Dr. Martha Nance, a neurologist in Minneapolis dedicated to finding treatments for HD, became one of my closest HD confidantes. Brooklyn-based journalist
Norman Oder suggested the idea for this blog. Editing nearly every article, Oder has become more than a friend: he is my Huntington’s alter ego.
Dr. Martha Nance and Gene Veritas in San Diego, 2007.
Yale’s seal, which includes the Latin phrase
“Lux et Veritas” (light and truth), echoed in my choice of an HD pseudonym, “Gene Veritas,” the “truth in my genes.”
Now, in a way I would never have imagined, I have come to rely on Yale itself in my fight against HD.
At the CHDI Foundation’s Seventh Annual HD Therapeutics Conference, held February 27-March 1 at the Parker Palm Springs in Palm Springs, CA (a hotel owned by fellow alum and real estate developer Adam Glick), I heard exciting news about how scientists in the Yale School of Medicine will help prepare the way for clinical trials of potential therapies.
(Backed by a group of anonymous donors, the non-profit
CHDI once stood for “cure Huntington’s disease initiative” but today simply represents the name of the foundation, which focuses exclusively on the search for HD treatments.)

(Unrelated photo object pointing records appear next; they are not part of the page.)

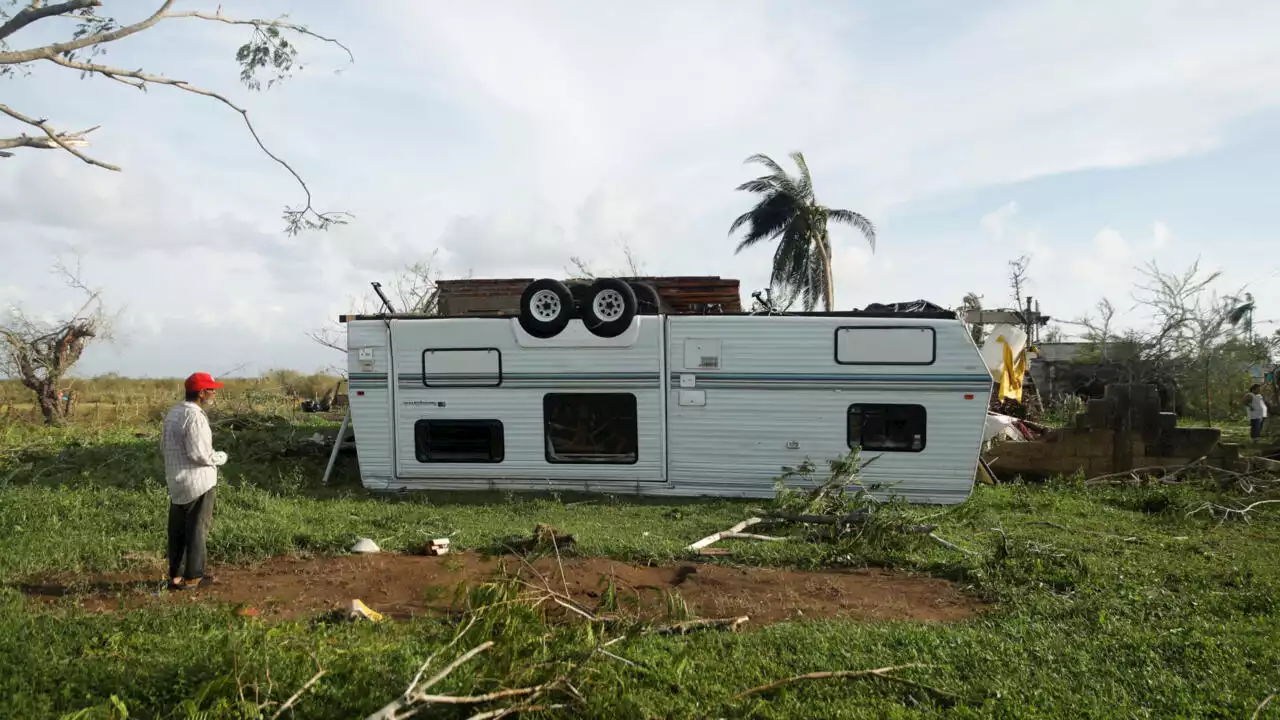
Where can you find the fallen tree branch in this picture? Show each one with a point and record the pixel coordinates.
(1064, 528)
(856, 515)
(295, 697)
(506, 711)
(950, 545)
(1226, 513)
(882, 673)
(749, 536)
(681, 628)
(717, 537)
(1257, 712)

In my unrelenting drive to translate HD science into understandable terms, I dubbed these compounds “Viagra for the brain,” a phrase that refers not to the salacious aspects of the famous drug but to these compounds’ biochemical similarity to Viagra.

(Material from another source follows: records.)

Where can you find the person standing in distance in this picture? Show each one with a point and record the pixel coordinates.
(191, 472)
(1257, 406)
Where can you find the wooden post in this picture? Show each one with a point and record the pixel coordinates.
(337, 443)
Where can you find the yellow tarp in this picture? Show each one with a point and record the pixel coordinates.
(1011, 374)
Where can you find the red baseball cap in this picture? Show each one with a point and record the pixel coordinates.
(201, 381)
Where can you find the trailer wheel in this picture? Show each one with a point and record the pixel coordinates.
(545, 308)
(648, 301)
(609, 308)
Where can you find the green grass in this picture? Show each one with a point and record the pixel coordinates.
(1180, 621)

I also decided to visit the scientists’ labs to deepen my understanding of their crucial work, to offer my assistance, and to give myself a shot of much-needed hope.

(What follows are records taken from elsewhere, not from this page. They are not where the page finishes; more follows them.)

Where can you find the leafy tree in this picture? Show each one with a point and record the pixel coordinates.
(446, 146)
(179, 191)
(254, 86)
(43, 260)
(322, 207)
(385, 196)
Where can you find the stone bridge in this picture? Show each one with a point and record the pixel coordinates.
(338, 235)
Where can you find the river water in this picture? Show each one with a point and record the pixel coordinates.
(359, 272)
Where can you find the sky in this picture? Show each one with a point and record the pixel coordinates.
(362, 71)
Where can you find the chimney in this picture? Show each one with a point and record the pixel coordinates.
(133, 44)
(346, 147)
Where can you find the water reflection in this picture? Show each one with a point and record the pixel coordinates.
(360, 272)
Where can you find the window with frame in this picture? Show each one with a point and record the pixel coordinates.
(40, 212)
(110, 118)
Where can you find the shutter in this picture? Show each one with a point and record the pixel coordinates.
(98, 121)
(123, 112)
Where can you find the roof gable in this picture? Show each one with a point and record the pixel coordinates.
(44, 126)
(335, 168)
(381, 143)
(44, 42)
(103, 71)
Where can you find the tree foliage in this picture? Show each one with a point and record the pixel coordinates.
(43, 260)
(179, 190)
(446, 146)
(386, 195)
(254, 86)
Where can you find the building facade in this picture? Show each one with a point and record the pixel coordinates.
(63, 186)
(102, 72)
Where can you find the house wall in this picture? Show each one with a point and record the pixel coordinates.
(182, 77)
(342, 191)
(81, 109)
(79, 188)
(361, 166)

Below, watch my short introductory video of the visit.
An emotional return to New Haven
I had returned only twice to Yale – in 1983, a year after graduation, and, during a memorable
cross-country trip with my wife and daughter in 2010 in my effort to enjoy life to the fullest before the inevitable symptoms of HD set in.
This time I arrived in New Haven on May 28 after a two-hour train ride from Manhattan.
That evening, walking through the Yale campus almost 30 years to the day after I graduated, I experienced a flood of memories – some painful, some hilarious, and many, many warm and wonderful.
I remembered the sacrifices my grandparents and parents had made to help me to attend one of the world’s top institutions of learning. I recalled how, as the grandson of immigrant grandfathers and the son of working-class parents, I strived to reach the top academically and then professionally.
As I peered into the darkened windows of the
Yale Daily News, where I served as a reporter, I wondered whether my 12-year-old daughter, who writes well and recently sent letters to 35 U.S. Senators about my plight and the need to reverse their opposition to health care reform, might herself someday become a journalist. I imagined the two of us critiquing news articles together. She’s finishing up sixth grade this month, and she says she wants to attend Yale. I imagined her striding confidently through the offices.
It seemed almost yesterday when I walked to classes and debated and laughed with friends in the dining halls of the university’s grand gothic buildings. Once imposing, they no longer felt intimidating. Life is fast, I thought with a tinge of sadness.
My life was abruptly sidetracked by HD. My mother died in 2006, and my father, with a broken heart, followed her in 2009. I wondered: will HD prevent me from helping my daughter apply for college and begin her own path in life?
Yale has generated many of America’s leaders, and it inspires leadership in various ways. I pondered how I had to rise, along with many others, to an unexpected leadership role in the fight against the disease. And I reminded myself that I must do my part to keep the flame of leadership burning, within myself, for as long as I can; within my family; and within the HD movement.
Back in my hotel room later that evening, I prepared for the next day’s emotionally charged meetings at the School of Medicine. It was a place I didn’t go to as an undergraduate, I thought, and represented a new phase in my HD activism, in my relationship with Yale, and in my life. These scientists could help save me.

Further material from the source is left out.